Copy Cat Legislation
If you follow state-level politics, you are probably familiar with the idea of “model legislation.” This is when someone, usually a lobbying group or think tank, creates a bill that can be copied and pasted among legislators in varying states with little or no changes. The practice is most closely associated with the notorious conservative group the American Legislative Exchange Council (ALEC), which is known for writing bills and sending them home with legislators from their lavish retreats.
The practice of model legislation and its association with ALEC first gained mainstream attention in 2012 after the shooting of Trayvon Martin. When Martin’s killer, George Zimmerman, was initially not charged due to a law in Florida few people had heard of called “Stand Your Ground,” reporters and activists did some digging and discovered Stand Your Ground laws had originated with ALEC and been passed in 24 states.
ALEC’s model bills often serve two purposes. In the first case, these bills are simply designed to benefit the corporations which sustain ALEC through generous donations. For example, the rise of private prisons across the US (including here in Arizona) was due in large part to ALEC legislation that served to benefit ALEC members the Corrections Corporation of America (now rebranded as CoreCivic) and other companies that profit from the prison industrial complex.
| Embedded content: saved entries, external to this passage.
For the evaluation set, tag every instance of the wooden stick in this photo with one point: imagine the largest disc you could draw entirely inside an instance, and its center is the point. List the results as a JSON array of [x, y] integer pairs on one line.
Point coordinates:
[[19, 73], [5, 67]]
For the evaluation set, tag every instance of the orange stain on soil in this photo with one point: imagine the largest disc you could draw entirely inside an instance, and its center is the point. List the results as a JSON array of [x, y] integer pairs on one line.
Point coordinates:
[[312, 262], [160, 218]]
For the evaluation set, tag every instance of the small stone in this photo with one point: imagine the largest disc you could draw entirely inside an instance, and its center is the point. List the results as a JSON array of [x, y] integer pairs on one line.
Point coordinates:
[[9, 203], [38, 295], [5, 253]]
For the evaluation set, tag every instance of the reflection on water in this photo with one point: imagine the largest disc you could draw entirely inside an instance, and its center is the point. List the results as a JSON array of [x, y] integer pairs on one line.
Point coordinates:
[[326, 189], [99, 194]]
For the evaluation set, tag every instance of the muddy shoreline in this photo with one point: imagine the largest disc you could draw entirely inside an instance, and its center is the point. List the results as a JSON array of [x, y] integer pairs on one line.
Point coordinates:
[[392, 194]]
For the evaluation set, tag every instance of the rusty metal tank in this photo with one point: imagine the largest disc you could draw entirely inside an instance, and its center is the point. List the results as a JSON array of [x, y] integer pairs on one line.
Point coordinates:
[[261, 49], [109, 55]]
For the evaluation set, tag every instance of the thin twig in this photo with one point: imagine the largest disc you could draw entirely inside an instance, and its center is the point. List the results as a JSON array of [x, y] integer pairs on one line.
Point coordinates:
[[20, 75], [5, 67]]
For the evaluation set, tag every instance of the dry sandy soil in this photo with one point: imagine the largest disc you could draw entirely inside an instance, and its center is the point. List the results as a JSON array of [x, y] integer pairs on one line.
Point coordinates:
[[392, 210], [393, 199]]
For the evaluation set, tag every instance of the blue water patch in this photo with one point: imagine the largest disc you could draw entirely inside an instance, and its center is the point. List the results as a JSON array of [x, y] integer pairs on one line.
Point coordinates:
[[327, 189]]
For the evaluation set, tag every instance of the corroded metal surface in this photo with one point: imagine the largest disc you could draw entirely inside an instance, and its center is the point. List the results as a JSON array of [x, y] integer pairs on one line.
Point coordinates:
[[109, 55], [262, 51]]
But many ALEC laws are even more insidious. They intentionally push radical conservative and libertarian ideologies with the purpose of testing out these radical ideas and essentially seeing what they can get away with. And while the popular idea of an ALEC model bill usually involves a hapless state legislator copying and pasting their name and state onto a document like a college freshman plagiarizing a term paper (which does happen), this model usually involves introducing similar but slightly different versions in states across the country. They know many of these radical bills, which often seek to fundamentally alter current understandings of Constitutional rights, will face legal challenges, and the changes allow conservative legal groups allied with ALEC, like Scottsdale’s Alliance Defending Freedom, to try out different strategies and see which bills can past muster with the courts. Instead of copying and pasting, it’s more like throwing a bunch of stuff at the wall and seeing what sticks.
For example, ALEC was notoriously behind Arizona’s infamous SB 1070. And while much of the media coverage focused on how the bill helped ALEC’s sponsors in the private prison industry, it is also important to understand how the bill was a trial balloon for radical anti-immigrant policy. While most of SB 1070 was gutted by the Supreme Court, it also inspired similar but not identical bills around the country, many of which have had more success in court. And of course, SB 1070 and other state-level attacks on immigration created fertile ground for President Trump’s 2016 anti-immigrant campaign.
And now things have come full circle as, with President Trump’s reelection campaign on the horizon, Governor Ducey and GOP legislators are pushing forward with a state constitutional amendment banning “sanctuary cities,” which immigrant rights activists are calling SB 1070 Version 2.0. And they are not wrong. The sanctuary city ban, while not in the original SB 1070, was a feature of many of the bills ALEC tried out and got passed in its wake.
And it is not just about immigration. Conservatives are also currently introducing slightly varying copycat legislation around the country attacking transgender youth, of which Sylvia Allen’s controversial bill to ban trans youth from school sports is just one. As writer Sydney Bauer explained in the New Republic last week, this is part of a “throw it against the wall” strategy to see what kinds of restrictions on the rights of trans youth will survive a court challenge.
The fight against reactionary legislation that attacks the rights of marginalized communities and benefits the wealthy and corporations is never about a single bill. It is about a long-term strategy on the other side and requires long-term strategic thinking from those of us who want to oppose it.